Treasury boss who drove President Obama loopy hits on a new signature for bank notes
Tim Walker is The Independent’s Los Angeles correspondent, covering entertainment and other concerns from the West Coast of the US. He was previously a features writer and the editor of the paper’s diary column. His first novel, Completion, is being published in January 2014.
Tuesday 07 May 2013
When US President Barack Obama nominated Jack Lew as the new Secretary of the US Treasury in January, the media had one overwhelming concern about the appointment: Lew’s illegible signature, which resembles the doodle of an absent-minded child, would now appear on every US banknote.

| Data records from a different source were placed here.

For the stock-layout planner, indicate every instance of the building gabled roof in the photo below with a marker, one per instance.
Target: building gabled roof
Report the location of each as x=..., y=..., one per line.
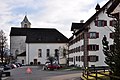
x=76, y=26
x=40, y=35
x=18, y=31
x=113, y=6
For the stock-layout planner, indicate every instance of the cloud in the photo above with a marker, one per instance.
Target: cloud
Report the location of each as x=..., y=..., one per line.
x=57, y=14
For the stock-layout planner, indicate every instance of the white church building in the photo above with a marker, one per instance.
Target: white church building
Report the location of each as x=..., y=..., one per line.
x=34, y=45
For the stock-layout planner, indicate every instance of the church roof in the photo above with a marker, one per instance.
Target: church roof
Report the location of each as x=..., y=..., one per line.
x=76, y=26
x=39, y=35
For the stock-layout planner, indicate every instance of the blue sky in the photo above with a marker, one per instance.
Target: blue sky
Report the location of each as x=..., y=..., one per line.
x=57, y=14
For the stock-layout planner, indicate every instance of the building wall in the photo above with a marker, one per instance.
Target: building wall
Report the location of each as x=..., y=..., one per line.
x=32, y=51
x=106, y=30
x=19, y=59
x=17, y=43
x=74, y=54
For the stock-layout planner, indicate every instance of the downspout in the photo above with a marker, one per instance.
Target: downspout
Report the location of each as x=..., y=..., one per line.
x=28, y=53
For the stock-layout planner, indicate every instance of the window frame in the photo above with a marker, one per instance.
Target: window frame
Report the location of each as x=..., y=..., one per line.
x=39, y=52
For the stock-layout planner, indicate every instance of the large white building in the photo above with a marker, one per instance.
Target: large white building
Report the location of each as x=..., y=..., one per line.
x=85, y=46
x=35, y=45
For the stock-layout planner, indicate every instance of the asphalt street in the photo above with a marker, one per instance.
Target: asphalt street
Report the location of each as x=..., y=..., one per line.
x=39, y=74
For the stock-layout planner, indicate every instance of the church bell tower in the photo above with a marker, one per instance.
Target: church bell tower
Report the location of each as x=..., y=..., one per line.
x=25, y=23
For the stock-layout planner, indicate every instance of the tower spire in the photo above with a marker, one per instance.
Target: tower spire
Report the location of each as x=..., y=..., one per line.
x=25, y=23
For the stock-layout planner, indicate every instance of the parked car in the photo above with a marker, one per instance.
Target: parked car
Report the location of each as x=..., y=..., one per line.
x=13, y=66
x=1, y=68
x=53, y=66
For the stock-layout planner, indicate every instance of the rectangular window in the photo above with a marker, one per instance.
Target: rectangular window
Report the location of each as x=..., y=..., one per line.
x=112, y=35
x=93, y=47
x=100, y=23
x=93, y=35
x=39, y=52
x=48, y=52
x=92, y=58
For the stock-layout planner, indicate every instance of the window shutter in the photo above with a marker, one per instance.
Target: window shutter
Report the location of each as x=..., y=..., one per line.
x=111, y=23
x=105, y=23
x=88, y=35
x=82, y=58
x=97, y=47
x=97, y=35
x=96, y=23
x=88, y=47
x=97, y=58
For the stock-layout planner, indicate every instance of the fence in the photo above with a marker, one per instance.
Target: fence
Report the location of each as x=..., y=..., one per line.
x=98, y=70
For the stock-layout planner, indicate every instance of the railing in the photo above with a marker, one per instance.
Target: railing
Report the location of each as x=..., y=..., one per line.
x=98, y=70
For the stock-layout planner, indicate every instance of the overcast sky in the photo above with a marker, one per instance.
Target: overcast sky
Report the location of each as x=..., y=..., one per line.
x=57, y=14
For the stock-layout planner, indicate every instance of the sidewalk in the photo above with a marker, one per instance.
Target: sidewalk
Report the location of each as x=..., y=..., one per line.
x=66, y=77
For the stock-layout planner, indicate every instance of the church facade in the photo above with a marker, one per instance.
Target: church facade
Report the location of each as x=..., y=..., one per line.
x=34, y=45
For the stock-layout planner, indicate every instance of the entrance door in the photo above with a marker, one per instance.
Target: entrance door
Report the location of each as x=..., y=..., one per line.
x=35, y=61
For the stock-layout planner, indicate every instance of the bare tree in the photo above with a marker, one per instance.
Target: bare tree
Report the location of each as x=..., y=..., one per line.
x=3, y=43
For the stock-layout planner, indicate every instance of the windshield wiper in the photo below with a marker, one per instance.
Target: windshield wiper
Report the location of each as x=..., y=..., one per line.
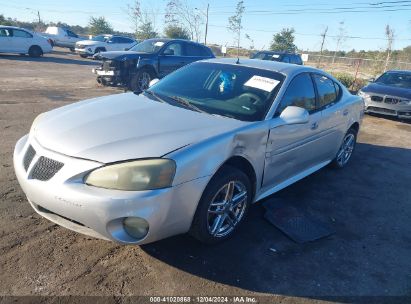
x=155, y=96
x=186, y=103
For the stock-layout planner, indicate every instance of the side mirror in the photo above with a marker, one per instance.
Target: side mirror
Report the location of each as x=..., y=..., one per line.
x=168, y=52
x=294, y=115
x=153, y=82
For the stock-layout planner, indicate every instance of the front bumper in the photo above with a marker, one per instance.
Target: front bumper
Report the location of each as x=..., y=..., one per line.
x=85, y=51
x=67, y=201
x=399, y=110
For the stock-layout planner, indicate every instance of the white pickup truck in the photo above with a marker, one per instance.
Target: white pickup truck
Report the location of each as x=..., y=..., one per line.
x=62, y=37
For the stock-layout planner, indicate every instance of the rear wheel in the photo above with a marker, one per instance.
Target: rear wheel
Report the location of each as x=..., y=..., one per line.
x=347, y=148
x=223, y=206
x=140, y=81
x=35, y=51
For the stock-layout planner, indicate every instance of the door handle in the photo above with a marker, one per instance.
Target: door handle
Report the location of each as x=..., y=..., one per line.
x=314, y=125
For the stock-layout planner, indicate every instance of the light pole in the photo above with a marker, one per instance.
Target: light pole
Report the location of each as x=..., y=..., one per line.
x=206, y=15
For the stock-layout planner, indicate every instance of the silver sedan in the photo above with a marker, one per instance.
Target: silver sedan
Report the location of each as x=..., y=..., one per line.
x=190, y=154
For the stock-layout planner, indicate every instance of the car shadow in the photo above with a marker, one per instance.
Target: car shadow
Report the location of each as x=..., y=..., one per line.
x=362, y=202
x=49, y=58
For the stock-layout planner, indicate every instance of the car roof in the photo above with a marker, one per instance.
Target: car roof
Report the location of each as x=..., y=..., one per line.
x=171, y=39
x=275, y=66
x=277, y=53
x=400, y=71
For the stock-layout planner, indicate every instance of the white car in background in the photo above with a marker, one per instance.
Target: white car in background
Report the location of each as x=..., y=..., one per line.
x=103, y=43
x=22, y=41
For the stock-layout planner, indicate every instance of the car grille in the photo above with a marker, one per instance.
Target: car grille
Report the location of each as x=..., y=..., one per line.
x=377, y=98
x=28, y=157
x=45, y=168
x=391, y=100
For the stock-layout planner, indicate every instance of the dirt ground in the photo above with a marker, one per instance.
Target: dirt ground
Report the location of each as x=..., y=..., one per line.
x=368, y=204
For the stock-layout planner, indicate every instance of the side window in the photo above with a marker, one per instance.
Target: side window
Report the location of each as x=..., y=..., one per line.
x=195, y=50
x=175, y=48
x=300, y=93
x=286, y=59
x=326, y=90
x=21, y=34
x=5, y=33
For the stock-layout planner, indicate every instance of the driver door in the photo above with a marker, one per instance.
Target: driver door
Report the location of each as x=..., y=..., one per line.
x=292, y=149
x=171, y=58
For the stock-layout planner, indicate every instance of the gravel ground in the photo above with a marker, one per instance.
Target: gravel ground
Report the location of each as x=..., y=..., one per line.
x=368, y=204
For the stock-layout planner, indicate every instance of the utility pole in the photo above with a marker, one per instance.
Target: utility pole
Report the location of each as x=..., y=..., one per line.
x=205, y=36
x=390, y=39
x=324, y=34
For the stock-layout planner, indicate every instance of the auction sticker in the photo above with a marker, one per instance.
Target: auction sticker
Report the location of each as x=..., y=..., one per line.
x=262, y=83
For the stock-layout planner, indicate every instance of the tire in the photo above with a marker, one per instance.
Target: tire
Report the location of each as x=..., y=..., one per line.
x=140, y=81
x=35, y=51
x=346, y=149
x=214, y=222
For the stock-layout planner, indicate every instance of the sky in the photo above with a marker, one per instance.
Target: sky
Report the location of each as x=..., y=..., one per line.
x=363, y=21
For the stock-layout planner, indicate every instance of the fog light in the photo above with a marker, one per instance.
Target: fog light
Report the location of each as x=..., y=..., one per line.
x=136, y=227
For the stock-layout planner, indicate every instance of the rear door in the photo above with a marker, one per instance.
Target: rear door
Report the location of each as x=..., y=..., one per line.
x=334, y=114
x=5, y=40
x=292, y=149
x=171, y=58
x=21, y=41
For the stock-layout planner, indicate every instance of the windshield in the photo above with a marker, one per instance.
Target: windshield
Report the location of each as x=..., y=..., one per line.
x=100, y=38
x=235, y=91
x=395, y=79
x=148, y=46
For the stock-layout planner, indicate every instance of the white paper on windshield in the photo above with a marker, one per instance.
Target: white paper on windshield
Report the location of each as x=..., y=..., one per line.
x=262, y=83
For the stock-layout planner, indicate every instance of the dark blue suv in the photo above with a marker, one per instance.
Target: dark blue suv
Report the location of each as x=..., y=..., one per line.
x=152, y=58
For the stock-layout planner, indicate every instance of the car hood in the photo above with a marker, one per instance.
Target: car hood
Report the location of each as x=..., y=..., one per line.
x=125, y=126
x=122, y=55
x=387, y=90
x=89, y=42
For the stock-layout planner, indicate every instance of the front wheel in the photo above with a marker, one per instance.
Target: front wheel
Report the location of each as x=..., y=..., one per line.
x=347, y=148
x=223, y=206
x=140, y=81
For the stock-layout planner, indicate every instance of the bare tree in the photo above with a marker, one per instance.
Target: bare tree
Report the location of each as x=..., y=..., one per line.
x=235, y=23
x=180, y=13
x=389, y=33
x=341, y=37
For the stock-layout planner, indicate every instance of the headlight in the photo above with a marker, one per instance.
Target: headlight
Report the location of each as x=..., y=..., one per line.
x=363, y=95
x=136, y=175
x=35, y=122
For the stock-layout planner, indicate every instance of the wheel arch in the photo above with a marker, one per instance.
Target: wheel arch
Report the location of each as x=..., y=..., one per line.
x=243, y=164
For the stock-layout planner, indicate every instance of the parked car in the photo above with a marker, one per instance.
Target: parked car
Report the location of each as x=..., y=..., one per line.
x=190, y=154
x=278, y=56
x=389, y=94
x=22, y=41
x=62, y=37
x=103, y=43
x=152, y=58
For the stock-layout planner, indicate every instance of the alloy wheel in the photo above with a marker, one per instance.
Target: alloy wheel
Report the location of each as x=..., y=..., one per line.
x=346, y=149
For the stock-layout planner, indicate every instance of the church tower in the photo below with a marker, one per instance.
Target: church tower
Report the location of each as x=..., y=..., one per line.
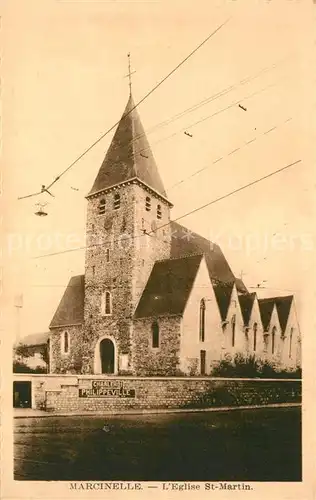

“I had never noticed Jack’s signature,” Obama joked as he announced Lew’s elevation. “And when this was highlighted in the press, I considered rescinding my offer to appoint him.”
Now Lew has made good on his promise. Though the banknotes featuring his signature have yet to enter circulation, reporters spotted an improved version of the former scrawl in a new report published by the Financial Stability Oversight Council. Lew’s first name, middle initial and last name are all now semi-legible in the updated autograph.
However, administration officials have warned that the new Secretary’s signature on forthcoming dollar bills remains a work in progress, and that the new currency will feature a third and final iteration of Lew’s loopy scribble.
Though this is an extreme case, it is not uncommon for Treasury Secretaries to hone their John Hancocks before adding them to banknotes. Former Obama Treasury Secretary Timothy Geithner said in an interview last year that he, too, had been asked to improve his signature after submitting it to the Bureau of Printing and Engraving.